I mediatori dovevano essere presenti in mostra tutti i giorni dalle 4 alle 8 ore, a seconda dei turni da loro stessi indicati, in gruppi di tre o quattro persone, in questo modo la sede non era mai scoperta. Abbiamo lasciato a loro il compito di gestire internamente le sostituzioni e le pause, io mi limitavo a recepire le richieste e a organizzare le giornate.
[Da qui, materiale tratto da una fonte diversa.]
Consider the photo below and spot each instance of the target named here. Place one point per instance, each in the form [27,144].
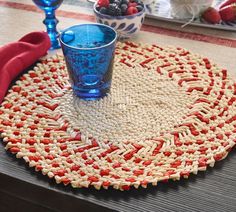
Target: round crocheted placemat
[169,113]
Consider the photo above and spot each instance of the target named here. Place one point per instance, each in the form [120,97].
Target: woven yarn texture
[170,113]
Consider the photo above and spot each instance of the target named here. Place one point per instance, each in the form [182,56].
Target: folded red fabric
[16,57]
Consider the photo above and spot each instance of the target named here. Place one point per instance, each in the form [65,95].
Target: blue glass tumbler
[89,54]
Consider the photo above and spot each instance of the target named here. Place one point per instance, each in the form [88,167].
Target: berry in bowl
[125,16]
In questo lasso di tempo avevano il compito di spostarsi all’interno delle sale in attesa che il visitatore li avvicinasse e chiedesse loro delucidazioni. Dovevano riuscire a instaurare un rapporto col pubblico tale da far scattare il meccanismo della comunicazione. Si trattava di veicolare il principio che ogni opera d’arte, anche sconosciuta o proveniente da una realtà remota, se correttamente interrogata, risponde. Per fare questo il Mediatore Culturale non può affidarsi solo ai contenuti di una lezione imparata a memoria: il pubblico è vario e pone domande imprevedibili. Oltre alla preparazione di base i ragazzi hanno dovuto ricorrere a competenze molto
diverse, dalla geografia alla storia, dall’iconografia alla sociologia e finanche alla psicologia.
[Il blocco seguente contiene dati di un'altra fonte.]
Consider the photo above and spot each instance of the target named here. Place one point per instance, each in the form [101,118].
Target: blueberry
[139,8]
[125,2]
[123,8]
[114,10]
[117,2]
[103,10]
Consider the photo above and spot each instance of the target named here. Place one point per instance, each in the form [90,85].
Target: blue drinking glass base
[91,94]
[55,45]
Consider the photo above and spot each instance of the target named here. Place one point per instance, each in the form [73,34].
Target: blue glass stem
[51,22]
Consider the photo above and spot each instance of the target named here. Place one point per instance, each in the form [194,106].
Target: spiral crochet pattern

Stavamo insegnando, prima di tutto, ai nostri studenti a trasformare il “vedere” in “guardare”21, metamorfosi che si può ottenere solo attraverso il contatto continuo e diretto con le opere. I primi a mettersi in gioco sono stati quindi proprio i mediatori stessi: ricominciare a guardare, questa è la vera necessità. Solo in un secondo momento si possono cercare le relazioni con gli oggetti vicini e lontani, con lo spazio, con la storia e quant’altro22.
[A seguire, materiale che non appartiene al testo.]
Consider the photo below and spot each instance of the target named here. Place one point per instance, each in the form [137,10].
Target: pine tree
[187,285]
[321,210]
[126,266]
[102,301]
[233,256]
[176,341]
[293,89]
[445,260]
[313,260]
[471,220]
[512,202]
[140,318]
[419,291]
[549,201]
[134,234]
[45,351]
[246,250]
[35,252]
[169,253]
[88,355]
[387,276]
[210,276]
A posteriori possiamo affermare che è stato proprio questo atteggiamento fuori dal comune ad aver inizialmente disorientato il pubblico che, generalmente, non capiva chi fossero o quale ruolo rivestissero quei ragazzi disseminati per le sale.
I mediatori giravano e interagivano solo se interrogati, ma non accompagnavano, spesso davano risposte non completamente esaustive e non impartivano lezioni.